Except for the RX-8 engine the intake and exhaust are connected during
overlap at BDC and the exhaust can interfere with the intake to poor result.
The
number one factor in exhaust design is that both primary pipes join at the same
length and enter the collector at the same angle. Look at the Racing Beat
Catalog pictures of the street headers. Note the extra bends in the rear tube
to result in the same centerline length as the front tube. Any design that does
not collect the primary pipes is a non-starter, HP wise.
Primary
tube diameters are just a bit larger than the exhaust liner. In most cases 1
7/8" to 2" ID is what you end up with. Measure the liner ID at the
face. I gave up on the exhaust gaskets years ago, and Just lay on a bead of
100% GE silicone around each port about 5/8" outboard of the hole, and
bolt on the manifold before it sets up. Never had a leak.
Primary
lengths in multiples of 10"-12" looking for 32" to 36"
to the collector if you have the room and can stand the complexity.
Ceramic coated inside and out would be good. Heat wrap makes an
astounding difference. You can touch the exhaust while the engine is screaming.
The race car is not drivable without heat wrap on the muffler. The interior
sheet metal turns from white to brown with paint blisters. We run heat tape and
a shield over a 4" ID stainless packed Borla.
After
the collector ending at 2 1/2" then up to 3" for the run to the
muffler if any. Only round will last very long. I thought the Spintech looked
promising with all of the vanes supporting both sides. If the design allows for
a large volume to let the pulses drop to subsonic, velocity is traded for
pressure and generally the muffler is hammered to pieces in short order. After
the collector there is little affect in differing pipe lengths. In the RS
series and in the Racing Beat catalogue there are recommendations for lengths
that include having the collector right at the
muffler
102" from the flange. Good for overall RPMs, but not particularly good at
any specific RPM. Even with the Mazda racing muffler at the very end of a long
system under the rear bumper, it was a good idea to wire up both ends of the
muffler so when it comes apart you don't drop pieces on the track.
If you
have minimal back pressure, any leaks will result in air being drawn into the
system with much popping and banging on spool-down.
The
system has to be stainless.

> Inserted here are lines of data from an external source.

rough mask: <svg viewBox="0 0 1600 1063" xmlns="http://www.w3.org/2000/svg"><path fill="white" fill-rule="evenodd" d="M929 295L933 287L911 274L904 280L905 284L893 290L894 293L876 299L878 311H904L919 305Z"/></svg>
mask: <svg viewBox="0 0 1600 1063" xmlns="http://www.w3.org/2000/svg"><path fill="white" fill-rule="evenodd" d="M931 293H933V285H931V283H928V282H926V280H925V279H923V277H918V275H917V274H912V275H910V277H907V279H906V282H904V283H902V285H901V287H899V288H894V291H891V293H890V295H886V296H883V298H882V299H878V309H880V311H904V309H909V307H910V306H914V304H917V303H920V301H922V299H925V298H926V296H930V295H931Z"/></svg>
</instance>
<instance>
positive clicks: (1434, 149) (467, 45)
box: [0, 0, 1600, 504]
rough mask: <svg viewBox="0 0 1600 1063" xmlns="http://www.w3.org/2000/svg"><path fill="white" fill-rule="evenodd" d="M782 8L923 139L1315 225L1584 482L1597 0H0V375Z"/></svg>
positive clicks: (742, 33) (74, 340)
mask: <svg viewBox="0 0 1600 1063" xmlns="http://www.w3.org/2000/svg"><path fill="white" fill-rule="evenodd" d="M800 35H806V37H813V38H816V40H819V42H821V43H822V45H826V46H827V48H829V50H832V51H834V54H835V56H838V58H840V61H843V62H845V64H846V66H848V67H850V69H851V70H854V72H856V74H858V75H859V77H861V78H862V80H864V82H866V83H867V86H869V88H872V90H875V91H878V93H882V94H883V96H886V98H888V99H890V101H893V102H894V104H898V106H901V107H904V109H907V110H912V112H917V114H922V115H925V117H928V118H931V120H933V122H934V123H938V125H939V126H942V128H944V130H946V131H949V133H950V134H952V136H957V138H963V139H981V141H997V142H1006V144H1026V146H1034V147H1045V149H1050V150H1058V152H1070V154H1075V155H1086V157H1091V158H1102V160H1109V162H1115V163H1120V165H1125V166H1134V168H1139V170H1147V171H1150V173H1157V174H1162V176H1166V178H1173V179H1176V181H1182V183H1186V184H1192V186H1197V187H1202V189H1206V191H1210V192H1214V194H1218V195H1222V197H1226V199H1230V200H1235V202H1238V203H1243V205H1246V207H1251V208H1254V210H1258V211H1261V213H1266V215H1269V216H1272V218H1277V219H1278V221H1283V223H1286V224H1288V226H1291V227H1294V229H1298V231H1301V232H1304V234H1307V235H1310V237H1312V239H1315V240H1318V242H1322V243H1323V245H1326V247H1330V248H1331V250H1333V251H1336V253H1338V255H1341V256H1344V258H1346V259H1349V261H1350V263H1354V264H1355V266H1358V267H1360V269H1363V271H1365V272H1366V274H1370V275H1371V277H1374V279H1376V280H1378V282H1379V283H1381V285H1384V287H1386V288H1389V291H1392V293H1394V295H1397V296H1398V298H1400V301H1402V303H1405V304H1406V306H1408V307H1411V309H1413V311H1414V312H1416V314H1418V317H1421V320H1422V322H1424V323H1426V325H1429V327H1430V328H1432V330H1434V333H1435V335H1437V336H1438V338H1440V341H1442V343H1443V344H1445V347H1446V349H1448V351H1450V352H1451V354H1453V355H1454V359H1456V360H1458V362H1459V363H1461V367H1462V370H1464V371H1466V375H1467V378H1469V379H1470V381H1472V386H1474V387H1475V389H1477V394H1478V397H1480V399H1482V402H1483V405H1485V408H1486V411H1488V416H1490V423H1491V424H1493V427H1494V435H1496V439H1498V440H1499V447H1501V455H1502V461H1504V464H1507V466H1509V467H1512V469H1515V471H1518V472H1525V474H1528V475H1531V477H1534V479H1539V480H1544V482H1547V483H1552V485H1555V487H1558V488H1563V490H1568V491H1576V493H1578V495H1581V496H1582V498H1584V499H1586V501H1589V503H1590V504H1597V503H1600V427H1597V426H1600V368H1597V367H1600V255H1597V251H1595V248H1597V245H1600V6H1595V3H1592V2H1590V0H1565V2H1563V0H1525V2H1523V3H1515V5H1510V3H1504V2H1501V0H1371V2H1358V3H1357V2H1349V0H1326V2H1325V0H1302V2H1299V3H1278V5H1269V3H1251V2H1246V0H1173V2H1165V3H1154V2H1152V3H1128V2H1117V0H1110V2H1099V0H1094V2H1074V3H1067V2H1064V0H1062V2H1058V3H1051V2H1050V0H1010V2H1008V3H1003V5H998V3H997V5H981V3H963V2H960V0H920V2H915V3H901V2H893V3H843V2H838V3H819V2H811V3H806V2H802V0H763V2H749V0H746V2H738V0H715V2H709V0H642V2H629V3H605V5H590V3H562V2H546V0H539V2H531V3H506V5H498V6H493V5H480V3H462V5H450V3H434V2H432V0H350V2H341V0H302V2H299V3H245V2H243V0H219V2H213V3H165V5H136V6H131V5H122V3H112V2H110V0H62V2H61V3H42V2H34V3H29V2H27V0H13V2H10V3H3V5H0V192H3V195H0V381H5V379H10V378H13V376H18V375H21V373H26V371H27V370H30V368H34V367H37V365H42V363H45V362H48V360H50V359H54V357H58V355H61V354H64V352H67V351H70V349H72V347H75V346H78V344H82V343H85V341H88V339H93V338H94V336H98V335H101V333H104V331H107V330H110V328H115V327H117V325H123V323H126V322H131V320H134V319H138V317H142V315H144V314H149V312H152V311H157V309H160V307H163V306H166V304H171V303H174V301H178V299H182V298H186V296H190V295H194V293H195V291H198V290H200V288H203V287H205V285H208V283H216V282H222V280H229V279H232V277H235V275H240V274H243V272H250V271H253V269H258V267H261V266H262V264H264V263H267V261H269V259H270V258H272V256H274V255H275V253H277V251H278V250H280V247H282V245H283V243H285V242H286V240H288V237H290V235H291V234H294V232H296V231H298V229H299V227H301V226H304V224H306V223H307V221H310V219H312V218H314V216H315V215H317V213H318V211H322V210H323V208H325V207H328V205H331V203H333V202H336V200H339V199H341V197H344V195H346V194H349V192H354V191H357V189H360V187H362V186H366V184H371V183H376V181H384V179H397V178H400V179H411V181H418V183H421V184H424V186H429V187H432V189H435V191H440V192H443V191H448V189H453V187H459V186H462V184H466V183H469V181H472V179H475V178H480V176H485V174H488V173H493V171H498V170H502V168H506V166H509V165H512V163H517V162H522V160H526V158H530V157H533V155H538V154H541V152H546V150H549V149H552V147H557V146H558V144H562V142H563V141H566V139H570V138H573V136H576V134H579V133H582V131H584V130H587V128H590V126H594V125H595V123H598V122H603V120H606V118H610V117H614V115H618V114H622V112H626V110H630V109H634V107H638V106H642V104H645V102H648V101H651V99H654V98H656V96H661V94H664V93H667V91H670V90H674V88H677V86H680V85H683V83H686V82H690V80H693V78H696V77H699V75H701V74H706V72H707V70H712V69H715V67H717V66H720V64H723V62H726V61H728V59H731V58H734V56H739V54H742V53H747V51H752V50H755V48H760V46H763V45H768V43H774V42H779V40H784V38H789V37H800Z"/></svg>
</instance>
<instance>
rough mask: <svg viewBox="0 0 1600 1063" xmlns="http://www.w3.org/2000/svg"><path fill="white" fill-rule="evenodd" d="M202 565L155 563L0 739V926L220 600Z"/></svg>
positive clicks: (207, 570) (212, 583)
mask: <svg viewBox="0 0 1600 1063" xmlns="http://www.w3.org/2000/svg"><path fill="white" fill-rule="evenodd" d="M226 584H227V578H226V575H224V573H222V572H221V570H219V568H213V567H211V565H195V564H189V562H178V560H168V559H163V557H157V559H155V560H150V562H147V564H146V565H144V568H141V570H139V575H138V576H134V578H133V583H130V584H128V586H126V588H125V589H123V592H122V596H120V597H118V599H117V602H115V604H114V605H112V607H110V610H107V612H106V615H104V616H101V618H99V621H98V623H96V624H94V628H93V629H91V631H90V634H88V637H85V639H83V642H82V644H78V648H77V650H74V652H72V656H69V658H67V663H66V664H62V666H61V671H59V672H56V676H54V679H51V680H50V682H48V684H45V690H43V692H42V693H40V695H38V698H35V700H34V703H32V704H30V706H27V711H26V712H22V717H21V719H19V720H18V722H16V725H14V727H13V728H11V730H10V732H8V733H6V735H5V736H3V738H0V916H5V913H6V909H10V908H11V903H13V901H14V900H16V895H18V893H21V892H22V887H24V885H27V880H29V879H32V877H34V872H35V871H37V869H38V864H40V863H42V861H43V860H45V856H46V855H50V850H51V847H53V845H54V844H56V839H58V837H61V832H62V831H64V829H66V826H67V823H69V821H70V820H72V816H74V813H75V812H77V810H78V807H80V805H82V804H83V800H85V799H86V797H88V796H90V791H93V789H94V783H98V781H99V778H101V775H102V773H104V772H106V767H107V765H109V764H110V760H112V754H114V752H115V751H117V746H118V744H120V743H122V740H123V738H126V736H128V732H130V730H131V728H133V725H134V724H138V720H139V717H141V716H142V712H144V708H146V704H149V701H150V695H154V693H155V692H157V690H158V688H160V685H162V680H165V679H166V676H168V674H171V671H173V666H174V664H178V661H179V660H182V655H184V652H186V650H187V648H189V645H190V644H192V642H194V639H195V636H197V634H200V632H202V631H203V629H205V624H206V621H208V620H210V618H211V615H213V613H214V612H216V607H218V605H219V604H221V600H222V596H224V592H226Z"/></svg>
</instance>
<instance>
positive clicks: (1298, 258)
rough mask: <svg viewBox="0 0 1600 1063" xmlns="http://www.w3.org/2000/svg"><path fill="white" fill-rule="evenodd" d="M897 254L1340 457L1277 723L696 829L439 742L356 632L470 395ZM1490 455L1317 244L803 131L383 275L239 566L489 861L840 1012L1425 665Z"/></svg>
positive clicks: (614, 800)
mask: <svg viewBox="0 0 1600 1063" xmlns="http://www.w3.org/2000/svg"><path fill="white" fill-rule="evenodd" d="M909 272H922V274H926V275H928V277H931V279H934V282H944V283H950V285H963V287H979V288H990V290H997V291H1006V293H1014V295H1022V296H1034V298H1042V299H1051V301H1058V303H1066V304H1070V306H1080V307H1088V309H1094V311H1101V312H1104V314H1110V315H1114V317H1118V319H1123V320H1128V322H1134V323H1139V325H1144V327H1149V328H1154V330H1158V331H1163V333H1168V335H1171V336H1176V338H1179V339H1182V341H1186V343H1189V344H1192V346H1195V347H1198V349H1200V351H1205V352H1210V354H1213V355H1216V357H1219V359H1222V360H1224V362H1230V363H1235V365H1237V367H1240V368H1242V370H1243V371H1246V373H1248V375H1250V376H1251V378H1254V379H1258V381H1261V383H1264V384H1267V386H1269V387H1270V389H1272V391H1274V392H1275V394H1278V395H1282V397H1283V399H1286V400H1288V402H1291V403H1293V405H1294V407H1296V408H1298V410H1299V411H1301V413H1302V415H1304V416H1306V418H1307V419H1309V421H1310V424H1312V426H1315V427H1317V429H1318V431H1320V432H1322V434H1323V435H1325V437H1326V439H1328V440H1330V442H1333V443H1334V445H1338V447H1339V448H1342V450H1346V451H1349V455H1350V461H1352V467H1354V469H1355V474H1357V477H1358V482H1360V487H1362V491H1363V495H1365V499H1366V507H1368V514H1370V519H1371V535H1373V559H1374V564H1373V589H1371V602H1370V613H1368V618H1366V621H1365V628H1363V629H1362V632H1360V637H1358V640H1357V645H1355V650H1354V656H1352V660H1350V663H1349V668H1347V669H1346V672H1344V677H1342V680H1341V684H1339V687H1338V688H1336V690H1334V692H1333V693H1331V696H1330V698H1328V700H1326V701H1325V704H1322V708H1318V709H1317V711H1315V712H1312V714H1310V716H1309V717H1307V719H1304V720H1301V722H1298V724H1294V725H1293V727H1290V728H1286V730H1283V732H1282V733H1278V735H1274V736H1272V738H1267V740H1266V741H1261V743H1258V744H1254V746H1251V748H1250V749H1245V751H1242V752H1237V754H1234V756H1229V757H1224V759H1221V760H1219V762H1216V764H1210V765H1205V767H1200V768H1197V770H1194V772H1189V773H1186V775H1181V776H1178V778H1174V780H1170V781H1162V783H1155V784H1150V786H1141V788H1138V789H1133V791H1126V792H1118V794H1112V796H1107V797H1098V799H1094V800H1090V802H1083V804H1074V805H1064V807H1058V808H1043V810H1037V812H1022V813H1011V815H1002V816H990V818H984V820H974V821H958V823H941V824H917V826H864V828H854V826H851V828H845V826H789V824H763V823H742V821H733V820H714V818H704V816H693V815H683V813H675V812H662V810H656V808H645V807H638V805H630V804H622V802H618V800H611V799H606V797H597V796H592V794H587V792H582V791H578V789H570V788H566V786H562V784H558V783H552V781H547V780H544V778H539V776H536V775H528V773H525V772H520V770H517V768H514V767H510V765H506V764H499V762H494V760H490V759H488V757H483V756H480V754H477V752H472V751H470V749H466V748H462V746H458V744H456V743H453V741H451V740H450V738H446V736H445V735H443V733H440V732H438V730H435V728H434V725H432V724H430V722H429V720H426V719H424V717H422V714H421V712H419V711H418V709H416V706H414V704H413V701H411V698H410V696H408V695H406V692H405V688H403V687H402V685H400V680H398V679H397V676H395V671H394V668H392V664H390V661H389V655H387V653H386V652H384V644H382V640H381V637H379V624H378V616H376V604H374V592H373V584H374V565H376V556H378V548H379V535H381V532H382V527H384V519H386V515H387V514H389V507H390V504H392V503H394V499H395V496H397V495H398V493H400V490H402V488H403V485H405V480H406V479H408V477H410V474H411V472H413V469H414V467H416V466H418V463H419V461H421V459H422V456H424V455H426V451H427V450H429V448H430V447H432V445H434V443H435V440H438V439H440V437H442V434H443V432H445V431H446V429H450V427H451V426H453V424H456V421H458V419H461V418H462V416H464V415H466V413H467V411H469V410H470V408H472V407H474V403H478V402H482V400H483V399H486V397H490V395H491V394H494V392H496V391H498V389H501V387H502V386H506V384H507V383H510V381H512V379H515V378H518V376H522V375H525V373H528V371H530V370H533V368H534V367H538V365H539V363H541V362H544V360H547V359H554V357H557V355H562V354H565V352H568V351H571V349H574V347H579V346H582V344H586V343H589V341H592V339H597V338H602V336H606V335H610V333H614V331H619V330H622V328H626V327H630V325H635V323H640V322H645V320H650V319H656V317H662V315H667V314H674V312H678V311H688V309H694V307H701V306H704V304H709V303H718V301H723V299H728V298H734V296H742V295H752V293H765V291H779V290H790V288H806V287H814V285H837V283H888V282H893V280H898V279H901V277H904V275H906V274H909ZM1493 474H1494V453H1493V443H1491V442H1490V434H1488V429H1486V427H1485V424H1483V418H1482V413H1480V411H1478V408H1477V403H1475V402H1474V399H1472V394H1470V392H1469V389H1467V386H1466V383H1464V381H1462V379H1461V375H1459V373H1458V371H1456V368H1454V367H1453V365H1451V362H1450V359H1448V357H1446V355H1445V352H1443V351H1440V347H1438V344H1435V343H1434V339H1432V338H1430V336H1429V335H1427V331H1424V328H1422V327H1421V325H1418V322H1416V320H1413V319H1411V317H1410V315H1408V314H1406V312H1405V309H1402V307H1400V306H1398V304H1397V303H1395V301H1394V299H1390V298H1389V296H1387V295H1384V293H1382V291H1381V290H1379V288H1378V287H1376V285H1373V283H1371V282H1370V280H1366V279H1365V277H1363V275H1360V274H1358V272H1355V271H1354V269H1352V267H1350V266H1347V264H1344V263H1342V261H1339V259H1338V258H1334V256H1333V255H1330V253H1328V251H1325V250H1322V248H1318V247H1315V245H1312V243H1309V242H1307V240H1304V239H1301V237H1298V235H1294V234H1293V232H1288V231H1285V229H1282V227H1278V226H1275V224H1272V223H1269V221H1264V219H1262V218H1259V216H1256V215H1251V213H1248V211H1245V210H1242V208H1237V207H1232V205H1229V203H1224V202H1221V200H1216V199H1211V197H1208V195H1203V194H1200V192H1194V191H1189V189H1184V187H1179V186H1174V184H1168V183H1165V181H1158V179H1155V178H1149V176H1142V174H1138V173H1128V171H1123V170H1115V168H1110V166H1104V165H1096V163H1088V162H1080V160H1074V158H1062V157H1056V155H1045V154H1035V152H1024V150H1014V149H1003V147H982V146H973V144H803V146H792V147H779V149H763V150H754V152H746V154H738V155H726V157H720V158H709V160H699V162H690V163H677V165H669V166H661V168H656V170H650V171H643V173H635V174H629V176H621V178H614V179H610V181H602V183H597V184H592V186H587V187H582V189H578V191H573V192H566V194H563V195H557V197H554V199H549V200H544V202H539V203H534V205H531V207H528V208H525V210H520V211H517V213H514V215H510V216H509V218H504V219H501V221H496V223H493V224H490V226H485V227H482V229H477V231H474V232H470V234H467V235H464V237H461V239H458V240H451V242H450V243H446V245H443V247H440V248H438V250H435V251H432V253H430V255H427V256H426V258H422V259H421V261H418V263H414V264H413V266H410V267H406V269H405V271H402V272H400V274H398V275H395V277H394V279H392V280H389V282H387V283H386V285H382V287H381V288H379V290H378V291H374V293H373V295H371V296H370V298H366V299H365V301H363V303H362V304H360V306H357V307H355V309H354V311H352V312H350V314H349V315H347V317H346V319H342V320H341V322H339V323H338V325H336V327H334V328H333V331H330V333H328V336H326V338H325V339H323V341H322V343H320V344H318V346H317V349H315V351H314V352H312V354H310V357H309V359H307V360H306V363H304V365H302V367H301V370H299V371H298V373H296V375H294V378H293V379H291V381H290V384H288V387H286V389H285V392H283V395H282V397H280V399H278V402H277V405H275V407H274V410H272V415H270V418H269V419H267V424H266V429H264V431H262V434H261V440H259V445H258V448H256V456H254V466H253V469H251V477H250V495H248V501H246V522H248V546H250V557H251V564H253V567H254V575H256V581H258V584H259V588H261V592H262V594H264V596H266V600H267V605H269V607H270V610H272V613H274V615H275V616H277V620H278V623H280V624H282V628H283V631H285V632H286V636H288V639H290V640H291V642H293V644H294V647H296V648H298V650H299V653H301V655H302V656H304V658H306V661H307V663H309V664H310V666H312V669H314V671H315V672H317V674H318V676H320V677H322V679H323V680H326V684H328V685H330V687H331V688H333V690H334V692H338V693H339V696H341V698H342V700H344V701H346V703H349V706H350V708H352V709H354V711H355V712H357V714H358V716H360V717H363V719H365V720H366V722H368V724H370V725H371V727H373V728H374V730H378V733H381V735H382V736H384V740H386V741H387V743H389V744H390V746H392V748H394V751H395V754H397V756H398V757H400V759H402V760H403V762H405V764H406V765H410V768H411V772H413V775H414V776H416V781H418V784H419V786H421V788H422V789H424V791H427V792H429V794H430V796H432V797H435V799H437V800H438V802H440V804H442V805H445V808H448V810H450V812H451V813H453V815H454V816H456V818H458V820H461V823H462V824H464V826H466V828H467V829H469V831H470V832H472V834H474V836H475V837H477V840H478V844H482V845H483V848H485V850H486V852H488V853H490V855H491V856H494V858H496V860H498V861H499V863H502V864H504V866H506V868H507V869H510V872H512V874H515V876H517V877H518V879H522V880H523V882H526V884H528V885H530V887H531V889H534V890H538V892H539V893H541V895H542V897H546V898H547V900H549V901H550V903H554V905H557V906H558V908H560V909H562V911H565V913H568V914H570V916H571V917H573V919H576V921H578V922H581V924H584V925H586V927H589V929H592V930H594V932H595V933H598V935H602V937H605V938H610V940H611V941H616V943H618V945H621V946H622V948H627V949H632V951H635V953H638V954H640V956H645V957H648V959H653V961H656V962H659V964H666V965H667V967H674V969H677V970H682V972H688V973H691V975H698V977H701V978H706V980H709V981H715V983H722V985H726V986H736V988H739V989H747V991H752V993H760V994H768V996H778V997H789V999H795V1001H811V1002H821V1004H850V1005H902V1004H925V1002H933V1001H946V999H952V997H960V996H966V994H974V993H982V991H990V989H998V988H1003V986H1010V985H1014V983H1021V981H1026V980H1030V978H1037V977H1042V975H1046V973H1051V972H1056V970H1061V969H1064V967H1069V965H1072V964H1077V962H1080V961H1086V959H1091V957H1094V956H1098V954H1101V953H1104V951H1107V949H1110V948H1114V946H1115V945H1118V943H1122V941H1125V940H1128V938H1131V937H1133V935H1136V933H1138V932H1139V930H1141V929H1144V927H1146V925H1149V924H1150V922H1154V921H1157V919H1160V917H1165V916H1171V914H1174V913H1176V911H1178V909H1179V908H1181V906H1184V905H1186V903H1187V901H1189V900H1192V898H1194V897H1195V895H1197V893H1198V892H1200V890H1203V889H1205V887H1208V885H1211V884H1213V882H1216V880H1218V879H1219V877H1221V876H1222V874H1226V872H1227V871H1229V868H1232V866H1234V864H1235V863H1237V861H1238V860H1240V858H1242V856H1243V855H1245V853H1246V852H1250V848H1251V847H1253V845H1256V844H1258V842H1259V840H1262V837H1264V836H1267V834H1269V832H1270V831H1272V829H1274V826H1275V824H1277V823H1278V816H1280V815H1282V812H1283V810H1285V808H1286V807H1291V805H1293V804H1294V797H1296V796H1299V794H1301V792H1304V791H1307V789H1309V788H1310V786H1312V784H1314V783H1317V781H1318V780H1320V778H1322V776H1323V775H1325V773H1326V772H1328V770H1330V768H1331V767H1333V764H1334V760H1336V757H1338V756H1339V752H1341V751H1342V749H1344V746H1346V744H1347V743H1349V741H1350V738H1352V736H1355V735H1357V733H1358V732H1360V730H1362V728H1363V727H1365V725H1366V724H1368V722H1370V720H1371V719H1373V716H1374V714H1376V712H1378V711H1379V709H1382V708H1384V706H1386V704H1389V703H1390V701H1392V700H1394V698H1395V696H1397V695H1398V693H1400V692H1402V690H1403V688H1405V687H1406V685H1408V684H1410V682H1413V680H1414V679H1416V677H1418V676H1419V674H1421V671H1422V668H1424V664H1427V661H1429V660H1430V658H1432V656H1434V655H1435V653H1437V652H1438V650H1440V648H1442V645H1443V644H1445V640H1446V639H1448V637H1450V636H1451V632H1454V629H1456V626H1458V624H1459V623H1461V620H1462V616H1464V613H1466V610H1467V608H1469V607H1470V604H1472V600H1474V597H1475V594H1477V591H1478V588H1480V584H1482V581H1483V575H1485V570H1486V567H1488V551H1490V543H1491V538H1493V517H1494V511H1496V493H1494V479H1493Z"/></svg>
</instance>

You must shield either the pipe (Easy and light) or
the equipment you don't want melted, (harder and heavier), or it will overheat.
If the exhaust system can see it (line of sight) it will melt.
If the
engine can move and part of the exhaust system is tied down tight, it will
fracture a tube and set a fire going. Add or fabricate a flex joint. Allow for
a length change with temperature changes.